Жестокая пустынная планета. Три фигурки, спотыкаясь, движутся между рельсами к спасительной цели. В голове пульсирует толчками цифра «пятьдесят». Пять-десят, пять-десят… как стук колёс… Оборачиваюсь, но это даже не мираж. И не галлюцинации, по этой единственной колее поезда не ходят… Какая она эта пристань номер пятьдесят? Дебаркадер в тени листвы и прохладного от близости моря берега? Мысль о воде напоминает, что не пили с утра. Жара высушила нас. Во рту вместо языка, наждак. Какой красивый лимонад был до войны! Я пил его несколько раз! Холодный, щиплющий, пенистый, жёлтые иголочки щекочут ноздри, пузырьки и счастливая прохлада струится в горло… Я хочу сглотнуть слюну, но она липнет клеем к сухому нёбу, её вообще нет, слюны… Но уже и пить не хочется, как и есть. Ужас, что я уже никогда не найду родителей, волнами охватывает меня, в глазах темнеет. Все мысли, – добраться до спасительного причала – пристани номер пятьдесят. Хочу только одного – увидеть мать и сказать, что случилось с нами на станции Баладжари…

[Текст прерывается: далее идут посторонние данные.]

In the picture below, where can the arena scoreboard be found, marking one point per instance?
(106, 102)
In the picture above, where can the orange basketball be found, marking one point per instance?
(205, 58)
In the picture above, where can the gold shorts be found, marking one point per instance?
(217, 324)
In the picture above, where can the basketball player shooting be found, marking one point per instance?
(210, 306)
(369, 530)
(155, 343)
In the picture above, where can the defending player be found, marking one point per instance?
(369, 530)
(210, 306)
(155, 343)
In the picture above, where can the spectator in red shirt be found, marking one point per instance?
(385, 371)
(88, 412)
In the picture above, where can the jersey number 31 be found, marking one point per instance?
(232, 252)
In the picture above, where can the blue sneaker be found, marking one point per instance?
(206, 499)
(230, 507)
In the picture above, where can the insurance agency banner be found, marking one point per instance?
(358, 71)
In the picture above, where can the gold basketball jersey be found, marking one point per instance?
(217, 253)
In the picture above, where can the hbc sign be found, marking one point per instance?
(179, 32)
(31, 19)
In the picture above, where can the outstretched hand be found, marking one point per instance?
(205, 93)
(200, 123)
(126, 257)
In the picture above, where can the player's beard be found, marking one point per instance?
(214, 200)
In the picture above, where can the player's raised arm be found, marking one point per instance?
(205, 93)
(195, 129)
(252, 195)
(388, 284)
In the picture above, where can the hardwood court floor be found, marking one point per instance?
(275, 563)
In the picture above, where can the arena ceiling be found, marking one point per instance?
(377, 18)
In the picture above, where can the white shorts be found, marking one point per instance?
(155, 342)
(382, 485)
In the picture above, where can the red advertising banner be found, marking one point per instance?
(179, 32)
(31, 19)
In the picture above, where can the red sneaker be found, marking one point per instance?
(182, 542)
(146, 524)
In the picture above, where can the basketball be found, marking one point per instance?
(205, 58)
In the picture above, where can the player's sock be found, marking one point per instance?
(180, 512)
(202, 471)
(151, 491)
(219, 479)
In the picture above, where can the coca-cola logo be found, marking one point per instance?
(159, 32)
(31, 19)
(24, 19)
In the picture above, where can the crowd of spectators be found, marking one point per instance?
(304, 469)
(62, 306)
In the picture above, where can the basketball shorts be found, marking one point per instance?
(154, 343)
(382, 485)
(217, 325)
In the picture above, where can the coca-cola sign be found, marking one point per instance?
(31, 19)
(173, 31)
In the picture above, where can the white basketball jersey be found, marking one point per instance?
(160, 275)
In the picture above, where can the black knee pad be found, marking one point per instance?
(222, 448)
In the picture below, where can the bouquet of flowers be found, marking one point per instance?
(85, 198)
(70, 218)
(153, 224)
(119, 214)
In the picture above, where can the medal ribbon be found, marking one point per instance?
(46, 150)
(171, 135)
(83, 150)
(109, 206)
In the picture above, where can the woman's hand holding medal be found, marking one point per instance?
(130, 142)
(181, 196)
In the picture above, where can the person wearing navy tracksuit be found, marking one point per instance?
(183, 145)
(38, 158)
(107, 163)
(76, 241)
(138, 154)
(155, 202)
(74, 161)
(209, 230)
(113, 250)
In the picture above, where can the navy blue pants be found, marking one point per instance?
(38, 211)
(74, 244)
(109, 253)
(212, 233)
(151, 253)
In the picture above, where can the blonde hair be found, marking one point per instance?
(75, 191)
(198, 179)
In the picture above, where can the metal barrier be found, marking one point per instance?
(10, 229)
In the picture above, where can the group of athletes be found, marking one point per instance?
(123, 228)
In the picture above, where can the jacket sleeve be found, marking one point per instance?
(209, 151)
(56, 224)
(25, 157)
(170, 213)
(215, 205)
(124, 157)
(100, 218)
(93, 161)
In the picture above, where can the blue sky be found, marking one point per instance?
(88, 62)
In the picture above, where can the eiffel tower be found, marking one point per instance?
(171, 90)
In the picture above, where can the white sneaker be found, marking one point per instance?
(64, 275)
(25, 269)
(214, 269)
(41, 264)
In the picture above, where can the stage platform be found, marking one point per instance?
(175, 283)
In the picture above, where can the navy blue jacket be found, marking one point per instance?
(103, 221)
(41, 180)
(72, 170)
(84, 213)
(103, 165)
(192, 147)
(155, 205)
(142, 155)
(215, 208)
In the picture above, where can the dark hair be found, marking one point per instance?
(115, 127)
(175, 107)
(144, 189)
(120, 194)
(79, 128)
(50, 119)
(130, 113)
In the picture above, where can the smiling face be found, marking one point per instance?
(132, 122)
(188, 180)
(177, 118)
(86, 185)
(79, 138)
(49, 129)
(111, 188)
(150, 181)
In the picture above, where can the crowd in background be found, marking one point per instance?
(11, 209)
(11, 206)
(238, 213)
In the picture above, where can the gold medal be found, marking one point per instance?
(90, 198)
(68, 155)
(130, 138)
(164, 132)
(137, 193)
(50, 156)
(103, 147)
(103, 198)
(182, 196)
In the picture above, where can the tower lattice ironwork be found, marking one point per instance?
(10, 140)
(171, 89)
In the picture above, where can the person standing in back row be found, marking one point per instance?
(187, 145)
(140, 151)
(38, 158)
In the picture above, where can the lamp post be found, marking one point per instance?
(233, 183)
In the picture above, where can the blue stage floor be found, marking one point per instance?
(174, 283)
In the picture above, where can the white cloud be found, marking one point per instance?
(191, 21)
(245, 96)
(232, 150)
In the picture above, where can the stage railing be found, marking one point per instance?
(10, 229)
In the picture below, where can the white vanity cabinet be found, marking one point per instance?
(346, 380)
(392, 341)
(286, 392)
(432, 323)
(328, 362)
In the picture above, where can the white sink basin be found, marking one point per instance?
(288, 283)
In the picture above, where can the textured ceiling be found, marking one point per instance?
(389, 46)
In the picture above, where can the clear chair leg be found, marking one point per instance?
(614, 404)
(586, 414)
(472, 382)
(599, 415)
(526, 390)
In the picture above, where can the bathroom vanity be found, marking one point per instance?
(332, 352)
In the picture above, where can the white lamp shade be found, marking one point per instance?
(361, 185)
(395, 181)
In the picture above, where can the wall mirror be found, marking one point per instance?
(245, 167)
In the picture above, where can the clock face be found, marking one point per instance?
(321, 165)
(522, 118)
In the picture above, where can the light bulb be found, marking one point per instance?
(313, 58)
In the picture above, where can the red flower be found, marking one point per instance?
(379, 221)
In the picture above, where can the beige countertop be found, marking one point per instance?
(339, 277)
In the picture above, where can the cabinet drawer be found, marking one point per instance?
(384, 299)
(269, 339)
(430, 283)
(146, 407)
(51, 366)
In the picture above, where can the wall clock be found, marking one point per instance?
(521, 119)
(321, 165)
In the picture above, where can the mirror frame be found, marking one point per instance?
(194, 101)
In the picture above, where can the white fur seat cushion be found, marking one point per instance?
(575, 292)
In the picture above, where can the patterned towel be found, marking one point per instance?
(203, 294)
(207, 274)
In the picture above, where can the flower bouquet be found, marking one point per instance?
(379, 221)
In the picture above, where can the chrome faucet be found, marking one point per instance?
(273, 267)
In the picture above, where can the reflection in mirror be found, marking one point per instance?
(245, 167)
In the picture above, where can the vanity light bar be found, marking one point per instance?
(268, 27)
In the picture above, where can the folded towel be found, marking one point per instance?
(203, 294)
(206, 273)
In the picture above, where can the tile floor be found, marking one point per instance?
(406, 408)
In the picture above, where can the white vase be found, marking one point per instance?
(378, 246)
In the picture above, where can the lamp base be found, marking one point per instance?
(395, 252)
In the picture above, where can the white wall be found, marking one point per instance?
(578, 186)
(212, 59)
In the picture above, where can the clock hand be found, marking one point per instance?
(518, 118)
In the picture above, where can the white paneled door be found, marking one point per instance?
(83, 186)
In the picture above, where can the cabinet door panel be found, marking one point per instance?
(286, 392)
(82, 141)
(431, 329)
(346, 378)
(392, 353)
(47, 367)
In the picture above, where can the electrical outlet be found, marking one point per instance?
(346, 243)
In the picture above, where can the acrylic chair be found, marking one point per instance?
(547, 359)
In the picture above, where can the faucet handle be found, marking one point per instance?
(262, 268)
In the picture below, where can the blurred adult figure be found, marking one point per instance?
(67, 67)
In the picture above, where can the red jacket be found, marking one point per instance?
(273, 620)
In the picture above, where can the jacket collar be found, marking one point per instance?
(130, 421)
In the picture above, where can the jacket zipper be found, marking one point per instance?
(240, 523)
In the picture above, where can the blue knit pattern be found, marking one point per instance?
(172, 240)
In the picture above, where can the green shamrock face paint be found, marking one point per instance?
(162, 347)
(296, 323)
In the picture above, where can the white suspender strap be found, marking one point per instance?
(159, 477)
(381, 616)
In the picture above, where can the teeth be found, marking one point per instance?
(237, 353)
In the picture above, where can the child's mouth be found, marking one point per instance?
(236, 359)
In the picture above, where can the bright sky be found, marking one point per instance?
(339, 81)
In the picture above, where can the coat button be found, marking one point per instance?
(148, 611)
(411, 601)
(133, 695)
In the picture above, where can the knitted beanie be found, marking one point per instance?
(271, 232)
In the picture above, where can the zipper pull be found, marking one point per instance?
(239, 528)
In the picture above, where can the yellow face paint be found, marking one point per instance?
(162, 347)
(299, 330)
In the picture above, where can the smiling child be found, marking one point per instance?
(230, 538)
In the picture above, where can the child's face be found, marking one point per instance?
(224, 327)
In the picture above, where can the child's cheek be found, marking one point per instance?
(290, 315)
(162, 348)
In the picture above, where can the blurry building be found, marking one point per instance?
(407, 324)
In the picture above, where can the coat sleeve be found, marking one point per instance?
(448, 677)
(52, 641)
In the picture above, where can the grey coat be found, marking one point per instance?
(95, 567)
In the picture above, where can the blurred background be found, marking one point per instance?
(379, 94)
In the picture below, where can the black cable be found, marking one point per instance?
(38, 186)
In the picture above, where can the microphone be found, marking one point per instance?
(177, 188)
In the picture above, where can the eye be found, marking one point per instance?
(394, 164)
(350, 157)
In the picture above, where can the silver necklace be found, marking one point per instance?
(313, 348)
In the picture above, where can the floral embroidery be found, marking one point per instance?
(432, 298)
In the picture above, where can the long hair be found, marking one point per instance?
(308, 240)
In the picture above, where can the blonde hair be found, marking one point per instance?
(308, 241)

До Баку двенадцать километров. Сперва они кажутся нам непреодолимым и бесконечным расстоянием… Но вот, словно пробили стену марева - выплыли навстречу редкие приземистые домики, первые прохожие, сонные от жары, объясняют, как добраться до пристани. Сесть на трамвай номер… он везёт к порту… Ещё несколько сот метров, и мы видим рельсовую петлю на окраине, вагоны, скрежеща, огибают пустырь и останавливаются, пустые. Тётя Шифра роется в сумочке и покупает билеты. Мы едем молча, и всё вокруг беззвучно, или нам так кажется. Словно выключили все звуки. «Ваша остановка!» – говорит черноволосая кондукторша в платке, несмотря на жару. Трамвай уходит, мы одни на пустой улице. Странная улица – перед нами длинный сплошной серый однообразный каменный забор. Точнее – глухая бетонная ограда. «Пристань?» – переспрашивает прохожий и машет рукой как-то неопределённо вдаль. И добавляет: «Дойдёте до конца ограды и повернете направо, там и пристань».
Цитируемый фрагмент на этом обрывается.